Le rayon atteignit le sol quelques instants après. La destruction et la mort venues du ciel furent instantanées, un carnage silencieux, sans aucun cri. Les points qui représentaient les soldats disparurent de l’écran d’Oeklos. L’empereur jubilait. Il aurait vite raison de ces imbéciles qui avaient osé se dresser contre lui.
Un nouveau texte s’afficha soudain à l’écran.
- INTRUSION DETECTEE - IMPOSSIBLE DE SÉLECTIONNER UNE NOUVELLE CIBLE -
Comment ? L’humeur d’Oeklos changea du tout au tout, la frustration l’envahissant de nouveau. C’était impossible ! Était-ce encore ce trouble fête d’Aridel qui osait s’opposer à lui ? Mais pour l’instant il n’avait pu que dévier son rayon, pas l’empêcher de tirer ! Non ce n’était pas possible. Oeklos fit un geste afin de cibler un autre régiment ennemi. Le texte s’afficha de nouveau.
- IMPOSSIBLE DE SÉLECTIONNER UNE NOUVELLE CIBLE -
Oeklos hurla de frustration. Aridel avait sûrement reçu l’aide de mages afin de mieux utiliser son armure. Il leva les bras rageusement, et les miroirs redevinrent inertes, affichant son reflet. Très bien, se dit-il, sa détermination intacte, il allait falloir agir de manière plus traditionnelle.
Il sortit de ses appartements, et se rendit dans la salle du trône, juste en dessous.
- Appelez-moi Walron, ordonna-t-il aux gardes.
Le ministre arriva moins de cinq minutes plus tard, s’inclinant devant son empereur.
- Votre altesse impériale, je suis à vos ordres.
- Walron, nous devons repousser cette invasion.

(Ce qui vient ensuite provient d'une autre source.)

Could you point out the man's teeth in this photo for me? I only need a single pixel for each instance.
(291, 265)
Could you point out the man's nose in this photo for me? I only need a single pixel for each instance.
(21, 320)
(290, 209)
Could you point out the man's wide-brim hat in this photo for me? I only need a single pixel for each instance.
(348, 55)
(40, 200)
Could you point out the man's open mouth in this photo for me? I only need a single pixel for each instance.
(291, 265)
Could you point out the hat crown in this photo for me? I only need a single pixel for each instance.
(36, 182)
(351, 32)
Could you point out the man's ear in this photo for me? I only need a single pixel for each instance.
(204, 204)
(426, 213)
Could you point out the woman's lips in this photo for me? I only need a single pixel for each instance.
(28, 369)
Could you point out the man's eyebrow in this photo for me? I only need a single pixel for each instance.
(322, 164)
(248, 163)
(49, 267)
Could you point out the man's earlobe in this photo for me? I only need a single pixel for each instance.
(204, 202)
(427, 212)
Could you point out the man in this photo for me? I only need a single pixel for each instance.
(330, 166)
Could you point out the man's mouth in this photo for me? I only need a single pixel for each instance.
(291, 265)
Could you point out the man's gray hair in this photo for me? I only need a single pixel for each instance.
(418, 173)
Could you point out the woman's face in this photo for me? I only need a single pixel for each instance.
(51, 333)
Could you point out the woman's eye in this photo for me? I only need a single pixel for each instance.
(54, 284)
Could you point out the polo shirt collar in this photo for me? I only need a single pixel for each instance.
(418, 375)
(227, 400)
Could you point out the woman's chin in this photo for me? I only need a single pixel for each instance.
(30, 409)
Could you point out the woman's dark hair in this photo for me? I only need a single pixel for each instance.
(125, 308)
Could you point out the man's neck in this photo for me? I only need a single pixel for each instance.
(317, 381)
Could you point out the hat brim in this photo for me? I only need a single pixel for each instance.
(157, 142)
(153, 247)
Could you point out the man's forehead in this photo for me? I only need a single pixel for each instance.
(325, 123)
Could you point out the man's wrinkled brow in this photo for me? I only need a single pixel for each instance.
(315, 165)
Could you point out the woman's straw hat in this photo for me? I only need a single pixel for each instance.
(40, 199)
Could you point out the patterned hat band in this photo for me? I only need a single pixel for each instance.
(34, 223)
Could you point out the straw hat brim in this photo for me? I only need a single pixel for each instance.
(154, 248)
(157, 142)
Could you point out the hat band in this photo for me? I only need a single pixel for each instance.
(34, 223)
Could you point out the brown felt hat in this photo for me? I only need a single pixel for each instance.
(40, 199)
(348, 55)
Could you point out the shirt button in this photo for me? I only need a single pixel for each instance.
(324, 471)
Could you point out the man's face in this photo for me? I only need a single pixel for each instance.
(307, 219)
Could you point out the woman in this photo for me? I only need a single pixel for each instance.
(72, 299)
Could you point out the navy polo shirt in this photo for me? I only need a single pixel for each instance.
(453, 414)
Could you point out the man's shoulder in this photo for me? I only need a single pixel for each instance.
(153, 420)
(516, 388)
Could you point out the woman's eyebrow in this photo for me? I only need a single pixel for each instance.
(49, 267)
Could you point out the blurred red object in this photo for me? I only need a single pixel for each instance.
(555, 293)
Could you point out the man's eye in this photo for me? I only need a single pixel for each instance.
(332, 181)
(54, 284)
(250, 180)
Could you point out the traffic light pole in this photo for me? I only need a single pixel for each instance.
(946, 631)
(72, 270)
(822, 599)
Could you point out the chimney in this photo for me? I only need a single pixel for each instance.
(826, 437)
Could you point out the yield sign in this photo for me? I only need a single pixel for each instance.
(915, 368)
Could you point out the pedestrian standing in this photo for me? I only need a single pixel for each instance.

Le rayon n’est plus suffisant pour y faire face. Faites décoller l’intégralité de l’escadrille noire. Leur mission est de détruire les troupes qui sont en train de sortir d’Erûmar.
Walron eut un petit moment d’hésitation, mais il finit par acquiescer. Oeklos savait ce qu’il pensait. Peut-être révélaient-ils leur botte secrète trop tôt ? Il n’avait cependant plus vraiment le choix, à présent. L’imbécile en armure ne pourrait pas protéger l’ennemi des bombes que portaient ses dragons. Il ne lui resterait plus qu’à achever les restes. Oui… D’une manière ou d’une autre, L’empereur reprendrait ce qui lui appartenait de droit.